I'm wondering how is even unboundness proven? Should I use some constant say $M$ and prove that there exist $N > n$ such that $x_N > M$? If so then how could I do it for the given problem. Also i'm interested whether my approach is valid at least in some way because it feels like it's not.

Please note that this is a precalculus question.
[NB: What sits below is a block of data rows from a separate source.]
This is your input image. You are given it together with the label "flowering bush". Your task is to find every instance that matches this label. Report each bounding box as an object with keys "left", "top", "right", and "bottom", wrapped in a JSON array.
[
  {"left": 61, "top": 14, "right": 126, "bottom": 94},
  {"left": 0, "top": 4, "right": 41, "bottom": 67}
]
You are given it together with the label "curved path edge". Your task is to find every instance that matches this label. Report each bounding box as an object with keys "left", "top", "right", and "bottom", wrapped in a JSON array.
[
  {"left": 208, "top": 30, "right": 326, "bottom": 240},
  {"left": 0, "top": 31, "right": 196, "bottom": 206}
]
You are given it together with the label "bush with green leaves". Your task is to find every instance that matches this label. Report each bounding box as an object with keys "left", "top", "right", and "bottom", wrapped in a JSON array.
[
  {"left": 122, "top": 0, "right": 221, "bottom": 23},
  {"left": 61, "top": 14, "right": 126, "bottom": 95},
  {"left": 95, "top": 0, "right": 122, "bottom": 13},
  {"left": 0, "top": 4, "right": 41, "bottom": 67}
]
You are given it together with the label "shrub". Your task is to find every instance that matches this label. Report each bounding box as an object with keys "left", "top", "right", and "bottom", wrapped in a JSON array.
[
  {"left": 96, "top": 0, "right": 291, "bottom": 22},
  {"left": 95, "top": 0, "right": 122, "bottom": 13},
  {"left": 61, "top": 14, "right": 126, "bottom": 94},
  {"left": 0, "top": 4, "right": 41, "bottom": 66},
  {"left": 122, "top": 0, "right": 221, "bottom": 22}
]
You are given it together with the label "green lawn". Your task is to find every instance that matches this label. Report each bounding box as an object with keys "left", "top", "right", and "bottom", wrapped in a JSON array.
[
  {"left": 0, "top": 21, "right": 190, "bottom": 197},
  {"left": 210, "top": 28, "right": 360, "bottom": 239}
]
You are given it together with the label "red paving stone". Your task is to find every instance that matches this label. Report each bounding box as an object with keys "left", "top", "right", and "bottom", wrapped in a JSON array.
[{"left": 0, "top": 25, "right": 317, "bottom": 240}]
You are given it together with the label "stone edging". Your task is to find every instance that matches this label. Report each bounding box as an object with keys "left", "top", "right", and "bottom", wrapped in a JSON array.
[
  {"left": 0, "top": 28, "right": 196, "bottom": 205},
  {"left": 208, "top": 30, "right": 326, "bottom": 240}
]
I know this could be easily solved by showing that the limit does not exist, but I'm not allowed to use calculus.

Answer 1

Your approach is entirely correct; by writing $x_n$ as a fraction and showing that the denominator is bounded whereas the numerator is unbounded, you can indeed conclude that the sequence is unbounded.

In general, to show that a sequence is unbounded it suffices to show that for every constant $M$ there exists an integer $N$, depending on $M$, such that $x_N>M$. In this case, to find an $N$ such that $$x_N=\sqrt{N^4+N^3+1}-\sqrt{N^4-N^3-1}=\frac{2N}{d_1+d_2}>M.$$ You already noted that $d_1+d_2<1+\sqrt{3}$ so you can take any $N$ satisfying $$N>\frac{1+\sqrt{3}}{2}M.$$

Answer 2

Your approach is good so far and in your last paragraph you nearly stated what is left to prove:

The thing is that for every $M\in\mathbb{R}$ you need to find an index $N\in\mathbb{N}$ such that $x_n\geq M$ for all $n\geq N$.

Use your lower bound of $x_n$ to find such an index for any given $M$.

Answer 3

Your approach is absolutely valid.

You have proved that $$x_n=\frac{2n}{d_1+d_2} \ge \frac{2n}{1+\sqrt{3}} \gt \frac{n}{2} $$

So for any given $M \gt 0$, you can choose $N = 2M$, s.t. $x_N \gt M$.

Answer 4

Alternative approach: assume $\alpha>\beta>0$ and consider that $$ \sqrt{\alpha}-\sqrt{\beta} = \int_{\beta}^{\alpha}\frac{dx}{2\sqrt{x}}=\frac{\alpha-\beta}{2\sqrt{\gamma}},\qquad \gamma\in(\beta,\alpha). $$ If $\alpha=n^4+n^3+1$ and $\beta=n^4-n^3+1$ we get $$\sqrt{n^4+n^3+1}-\sqrt{n^4-n^3+1} = \frac{n^3}{\sqrt{n^4+O(n^3)}} = n+O(1) $$ hence the given sequence is clearly divergent.